De chaque côté de la rue où s’engageait le convoi, des gens sortaient des maisons encore debout et, silencieusement, se massaient pour regarder passer les nouveaux venus. Ils se ressemblaient tous, paquets de vêtements et de châles où l’on voyait briller des regards haineux et d’où sortait un murmure qui n’avait rien d’amical. La joie de Marianne tomba d’un seul coup : plus encore qu’à Moscou elle avait le sentiment d’entrer en territoire ennemi.
Mourier, qui s’était arrêté près de la porte pour causer avec un capitaine de carabiniers, les rejoignit. Il était visiblement soucieux.
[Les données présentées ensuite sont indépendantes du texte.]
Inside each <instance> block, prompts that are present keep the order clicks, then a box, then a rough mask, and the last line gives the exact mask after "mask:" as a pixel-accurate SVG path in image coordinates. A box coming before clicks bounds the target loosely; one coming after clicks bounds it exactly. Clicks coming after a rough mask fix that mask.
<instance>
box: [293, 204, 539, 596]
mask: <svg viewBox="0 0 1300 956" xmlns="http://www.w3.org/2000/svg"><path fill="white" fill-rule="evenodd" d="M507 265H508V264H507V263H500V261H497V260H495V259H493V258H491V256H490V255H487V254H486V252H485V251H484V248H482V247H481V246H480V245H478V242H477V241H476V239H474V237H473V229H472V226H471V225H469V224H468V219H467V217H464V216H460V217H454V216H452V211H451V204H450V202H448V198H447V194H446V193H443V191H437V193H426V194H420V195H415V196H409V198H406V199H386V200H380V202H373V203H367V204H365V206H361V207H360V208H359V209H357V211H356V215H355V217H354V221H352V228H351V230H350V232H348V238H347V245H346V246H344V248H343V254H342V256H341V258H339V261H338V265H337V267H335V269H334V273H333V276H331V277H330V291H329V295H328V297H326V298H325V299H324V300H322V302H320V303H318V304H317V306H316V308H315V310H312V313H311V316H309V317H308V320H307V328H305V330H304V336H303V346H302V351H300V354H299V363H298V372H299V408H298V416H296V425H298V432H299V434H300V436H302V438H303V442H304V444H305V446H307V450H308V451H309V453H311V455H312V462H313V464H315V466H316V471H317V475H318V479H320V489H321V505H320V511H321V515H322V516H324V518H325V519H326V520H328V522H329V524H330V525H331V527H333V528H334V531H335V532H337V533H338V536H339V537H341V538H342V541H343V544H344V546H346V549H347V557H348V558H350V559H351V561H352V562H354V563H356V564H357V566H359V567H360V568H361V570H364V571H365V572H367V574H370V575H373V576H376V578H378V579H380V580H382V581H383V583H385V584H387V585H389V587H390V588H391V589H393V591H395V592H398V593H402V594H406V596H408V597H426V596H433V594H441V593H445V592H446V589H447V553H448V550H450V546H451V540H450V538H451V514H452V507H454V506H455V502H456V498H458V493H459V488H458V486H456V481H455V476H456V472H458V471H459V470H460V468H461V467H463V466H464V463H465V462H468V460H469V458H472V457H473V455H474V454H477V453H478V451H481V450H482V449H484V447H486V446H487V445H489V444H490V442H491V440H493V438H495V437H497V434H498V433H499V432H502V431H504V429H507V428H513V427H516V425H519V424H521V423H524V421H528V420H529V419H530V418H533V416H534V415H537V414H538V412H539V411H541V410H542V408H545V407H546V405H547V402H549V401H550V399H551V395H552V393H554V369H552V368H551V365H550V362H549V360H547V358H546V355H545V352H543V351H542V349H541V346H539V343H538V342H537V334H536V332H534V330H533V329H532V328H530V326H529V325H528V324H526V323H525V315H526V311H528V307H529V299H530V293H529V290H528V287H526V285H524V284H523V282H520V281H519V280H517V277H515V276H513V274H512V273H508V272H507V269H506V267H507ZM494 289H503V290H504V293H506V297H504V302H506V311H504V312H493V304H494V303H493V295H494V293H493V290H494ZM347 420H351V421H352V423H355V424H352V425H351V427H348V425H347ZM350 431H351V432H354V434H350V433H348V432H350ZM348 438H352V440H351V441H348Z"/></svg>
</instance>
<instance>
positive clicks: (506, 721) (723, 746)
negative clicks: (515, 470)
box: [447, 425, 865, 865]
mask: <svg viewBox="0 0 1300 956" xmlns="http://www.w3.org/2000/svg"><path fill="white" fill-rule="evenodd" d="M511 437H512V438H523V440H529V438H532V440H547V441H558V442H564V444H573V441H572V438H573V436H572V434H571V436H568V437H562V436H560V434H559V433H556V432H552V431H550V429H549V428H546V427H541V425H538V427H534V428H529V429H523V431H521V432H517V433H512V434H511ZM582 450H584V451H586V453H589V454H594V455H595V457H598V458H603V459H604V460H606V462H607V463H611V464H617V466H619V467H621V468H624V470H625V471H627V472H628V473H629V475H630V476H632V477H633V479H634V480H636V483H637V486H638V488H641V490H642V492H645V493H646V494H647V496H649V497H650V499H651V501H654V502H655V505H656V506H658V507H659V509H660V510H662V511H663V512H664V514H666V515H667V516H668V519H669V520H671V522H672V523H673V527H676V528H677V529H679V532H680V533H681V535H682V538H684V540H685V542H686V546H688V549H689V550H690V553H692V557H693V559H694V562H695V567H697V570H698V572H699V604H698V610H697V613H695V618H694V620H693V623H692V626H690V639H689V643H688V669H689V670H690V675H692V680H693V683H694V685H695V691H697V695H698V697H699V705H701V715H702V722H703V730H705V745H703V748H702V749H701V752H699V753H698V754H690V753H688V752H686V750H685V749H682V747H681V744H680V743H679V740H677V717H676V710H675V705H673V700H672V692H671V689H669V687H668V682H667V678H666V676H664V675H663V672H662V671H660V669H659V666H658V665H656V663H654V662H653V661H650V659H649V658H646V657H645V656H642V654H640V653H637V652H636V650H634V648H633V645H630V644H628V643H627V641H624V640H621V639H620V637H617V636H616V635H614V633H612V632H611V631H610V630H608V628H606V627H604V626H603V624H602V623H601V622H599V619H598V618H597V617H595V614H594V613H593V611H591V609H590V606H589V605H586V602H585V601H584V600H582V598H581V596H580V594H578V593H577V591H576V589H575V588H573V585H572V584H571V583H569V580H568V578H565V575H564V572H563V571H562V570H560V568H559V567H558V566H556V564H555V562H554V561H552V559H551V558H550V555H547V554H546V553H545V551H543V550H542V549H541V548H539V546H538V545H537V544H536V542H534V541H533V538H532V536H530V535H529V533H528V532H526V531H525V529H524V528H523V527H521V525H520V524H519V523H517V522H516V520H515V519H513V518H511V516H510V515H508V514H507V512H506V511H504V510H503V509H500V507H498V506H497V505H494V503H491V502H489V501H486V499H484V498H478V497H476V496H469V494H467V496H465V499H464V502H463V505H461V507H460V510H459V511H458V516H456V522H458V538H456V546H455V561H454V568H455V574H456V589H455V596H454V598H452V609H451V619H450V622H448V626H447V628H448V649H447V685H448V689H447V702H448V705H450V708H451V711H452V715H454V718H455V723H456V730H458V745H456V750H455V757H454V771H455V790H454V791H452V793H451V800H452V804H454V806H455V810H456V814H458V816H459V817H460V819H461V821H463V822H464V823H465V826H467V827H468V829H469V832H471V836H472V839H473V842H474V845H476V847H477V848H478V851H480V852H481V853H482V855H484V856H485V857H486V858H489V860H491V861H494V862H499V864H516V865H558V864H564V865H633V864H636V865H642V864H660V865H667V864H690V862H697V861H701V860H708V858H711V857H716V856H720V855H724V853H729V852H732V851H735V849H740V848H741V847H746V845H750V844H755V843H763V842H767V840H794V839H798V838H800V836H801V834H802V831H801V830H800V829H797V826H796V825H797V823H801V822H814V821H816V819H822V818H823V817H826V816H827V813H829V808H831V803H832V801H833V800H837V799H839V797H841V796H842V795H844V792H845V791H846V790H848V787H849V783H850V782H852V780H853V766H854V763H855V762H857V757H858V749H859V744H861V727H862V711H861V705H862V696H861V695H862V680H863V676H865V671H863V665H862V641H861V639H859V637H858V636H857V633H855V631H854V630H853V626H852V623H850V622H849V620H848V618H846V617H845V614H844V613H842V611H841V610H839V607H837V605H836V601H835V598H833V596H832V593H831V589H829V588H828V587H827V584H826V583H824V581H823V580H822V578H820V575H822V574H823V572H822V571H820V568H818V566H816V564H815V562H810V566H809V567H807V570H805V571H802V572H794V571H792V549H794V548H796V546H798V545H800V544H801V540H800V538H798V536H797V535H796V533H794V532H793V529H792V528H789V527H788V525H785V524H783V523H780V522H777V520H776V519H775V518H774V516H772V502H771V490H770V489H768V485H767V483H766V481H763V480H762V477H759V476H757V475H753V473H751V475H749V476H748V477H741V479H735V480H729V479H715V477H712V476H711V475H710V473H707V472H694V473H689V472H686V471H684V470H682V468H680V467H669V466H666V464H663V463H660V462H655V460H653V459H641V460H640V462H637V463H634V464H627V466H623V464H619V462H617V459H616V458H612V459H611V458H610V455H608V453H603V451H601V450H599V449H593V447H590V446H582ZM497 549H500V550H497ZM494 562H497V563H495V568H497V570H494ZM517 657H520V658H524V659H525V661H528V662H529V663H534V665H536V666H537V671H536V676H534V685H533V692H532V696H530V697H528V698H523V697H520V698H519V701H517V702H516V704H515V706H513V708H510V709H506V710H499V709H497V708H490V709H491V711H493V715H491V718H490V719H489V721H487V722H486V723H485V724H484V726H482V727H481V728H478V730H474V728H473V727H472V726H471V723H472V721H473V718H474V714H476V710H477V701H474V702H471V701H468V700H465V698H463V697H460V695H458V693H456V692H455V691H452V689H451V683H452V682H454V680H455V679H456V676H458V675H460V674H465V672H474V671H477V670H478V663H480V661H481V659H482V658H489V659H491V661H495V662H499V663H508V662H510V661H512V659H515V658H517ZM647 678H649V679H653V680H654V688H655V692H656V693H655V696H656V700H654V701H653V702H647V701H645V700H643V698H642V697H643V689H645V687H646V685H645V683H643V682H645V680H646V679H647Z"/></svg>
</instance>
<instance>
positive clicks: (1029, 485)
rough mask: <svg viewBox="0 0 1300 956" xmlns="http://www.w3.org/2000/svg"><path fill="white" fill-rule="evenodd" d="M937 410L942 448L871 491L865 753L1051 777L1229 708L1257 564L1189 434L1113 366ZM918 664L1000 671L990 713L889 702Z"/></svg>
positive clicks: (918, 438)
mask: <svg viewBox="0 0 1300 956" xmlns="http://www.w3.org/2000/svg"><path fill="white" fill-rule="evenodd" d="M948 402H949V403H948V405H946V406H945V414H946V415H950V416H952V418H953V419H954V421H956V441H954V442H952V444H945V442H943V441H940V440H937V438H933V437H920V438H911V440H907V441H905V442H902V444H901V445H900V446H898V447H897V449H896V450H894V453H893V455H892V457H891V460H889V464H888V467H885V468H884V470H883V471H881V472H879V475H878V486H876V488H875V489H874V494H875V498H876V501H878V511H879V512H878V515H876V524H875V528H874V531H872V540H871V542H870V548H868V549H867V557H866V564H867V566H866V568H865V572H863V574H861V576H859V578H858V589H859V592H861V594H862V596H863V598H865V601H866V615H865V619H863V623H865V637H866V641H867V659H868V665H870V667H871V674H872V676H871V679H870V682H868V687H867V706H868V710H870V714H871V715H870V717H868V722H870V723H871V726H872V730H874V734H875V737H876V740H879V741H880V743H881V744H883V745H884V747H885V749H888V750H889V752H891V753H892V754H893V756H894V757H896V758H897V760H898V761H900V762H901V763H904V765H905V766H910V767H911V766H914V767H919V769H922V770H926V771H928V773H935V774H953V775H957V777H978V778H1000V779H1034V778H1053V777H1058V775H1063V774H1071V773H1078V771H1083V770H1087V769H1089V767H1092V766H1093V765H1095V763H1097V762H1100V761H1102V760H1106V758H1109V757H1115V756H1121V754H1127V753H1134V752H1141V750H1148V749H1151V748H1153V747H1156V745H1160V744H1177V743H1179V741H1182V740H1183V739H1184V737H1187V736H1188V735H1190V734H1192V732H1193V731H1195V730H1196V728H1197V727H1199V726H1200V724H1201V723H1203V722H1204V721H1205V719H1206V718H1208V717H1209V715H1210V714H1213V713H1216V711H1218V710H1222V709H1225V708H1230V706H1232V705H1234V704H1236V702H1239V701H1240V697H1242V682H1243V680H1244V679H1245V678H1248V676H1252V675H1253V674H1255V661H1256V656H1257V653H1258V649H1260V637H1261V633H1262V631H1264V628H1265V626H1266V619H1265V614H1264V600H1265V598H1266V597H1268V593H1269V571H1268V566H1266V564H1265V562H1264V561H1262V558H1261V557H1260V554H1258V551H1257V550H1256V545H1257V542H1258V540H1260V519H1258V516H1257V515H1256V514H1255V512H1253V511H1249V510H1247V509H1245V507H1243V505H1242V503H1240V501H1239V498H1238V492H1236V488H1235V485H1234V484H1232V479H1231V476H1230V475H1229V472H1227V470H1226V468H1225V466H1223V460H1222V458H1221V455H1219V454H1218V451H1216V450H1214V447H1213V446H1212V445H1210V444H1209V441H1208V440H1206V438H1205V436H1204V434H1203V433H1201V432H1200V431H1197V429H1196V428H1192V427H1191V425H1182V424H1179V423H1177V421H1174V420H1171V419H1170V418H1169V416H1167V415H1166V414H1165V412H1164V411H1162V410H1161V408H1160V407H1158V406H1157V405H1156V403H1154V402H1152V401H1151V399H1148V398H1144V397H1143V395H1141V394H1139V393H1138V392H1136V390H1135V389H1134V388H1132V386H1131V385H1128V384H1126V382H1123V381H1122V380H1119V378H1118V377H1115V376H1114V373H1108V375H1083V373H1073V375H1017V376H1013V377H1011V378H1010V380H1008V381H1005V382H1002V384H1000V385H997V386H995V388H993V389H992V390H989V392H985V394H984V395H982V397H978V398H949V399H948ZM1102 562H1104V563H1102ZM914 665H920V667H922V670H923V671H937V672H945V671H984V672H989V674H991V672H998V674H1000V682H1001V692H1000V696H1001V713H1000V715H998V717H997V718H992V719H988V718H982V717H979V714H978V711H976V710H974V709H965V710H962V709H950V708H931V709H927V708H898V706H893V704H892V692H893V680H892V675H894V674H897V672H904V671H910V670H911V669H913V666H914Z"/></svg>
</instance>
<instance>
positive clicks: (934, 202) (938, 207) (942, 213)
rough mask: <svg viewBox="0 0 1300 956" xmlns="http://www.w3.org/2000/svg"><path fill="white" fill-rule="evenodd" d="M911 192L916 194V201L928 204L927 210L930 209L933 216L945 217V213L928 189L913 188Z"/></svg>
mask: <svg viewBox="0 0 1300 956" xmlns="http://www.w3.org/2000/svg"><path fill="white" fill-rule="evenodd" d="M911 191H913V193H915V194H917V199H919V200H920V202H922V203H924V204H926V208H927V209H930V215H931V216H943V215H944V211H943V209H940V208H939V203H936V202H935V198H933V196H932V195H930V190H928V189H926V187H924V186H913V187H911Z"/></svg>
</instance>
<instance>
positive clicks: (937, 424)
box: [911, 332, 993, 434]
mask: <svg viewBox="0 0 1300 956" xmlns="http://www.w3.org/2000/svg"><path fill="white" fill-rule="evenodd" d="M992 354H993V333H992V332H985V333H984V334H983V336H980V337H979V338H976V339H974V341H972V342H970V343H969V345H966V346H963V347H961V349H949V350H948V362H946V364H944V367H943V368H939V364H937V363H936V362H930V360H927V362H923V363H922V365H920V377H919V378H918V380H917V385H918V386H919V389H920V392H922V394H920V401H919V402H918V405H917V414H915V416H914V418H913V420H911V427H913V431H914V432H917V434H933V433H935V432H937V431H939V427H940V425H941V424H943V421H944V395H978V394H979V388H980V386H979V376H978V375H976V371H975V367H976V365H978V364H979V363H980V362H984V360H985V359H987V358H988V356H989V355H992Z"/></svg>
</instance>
— On dirait qu’avec nos trois cents hommes, nous sommes les bienvenus ! Je pensais que nous allions trouver ici tout le 9e corps du maréchal Victor, mais il n’en reste que des bribes. Le maréchal est parti avec le gros de ses troupes vers Polotsk où, à ce que l’on dit, Gouvion-Saint-Cyr serait en difficulté. Même le gouverneur a disparu...
— Qui est-ce ? demanda Beyle.
— Le général Baraguey d’Illiers qui devrait être ici avec la division illyrienne qui a dû quitter Dantzig le 1er août. Il est allé prendre position sur la route d’Yelnia, laissant Smolensk au général Charpentier, chef d’Etat Major du 4e Corps et jusque-là gouverneur de Vitebsk. Je me demande ce que nous allons trouver ici, avec une garnison aussi mince et un tel chassé-croisé d’autorité.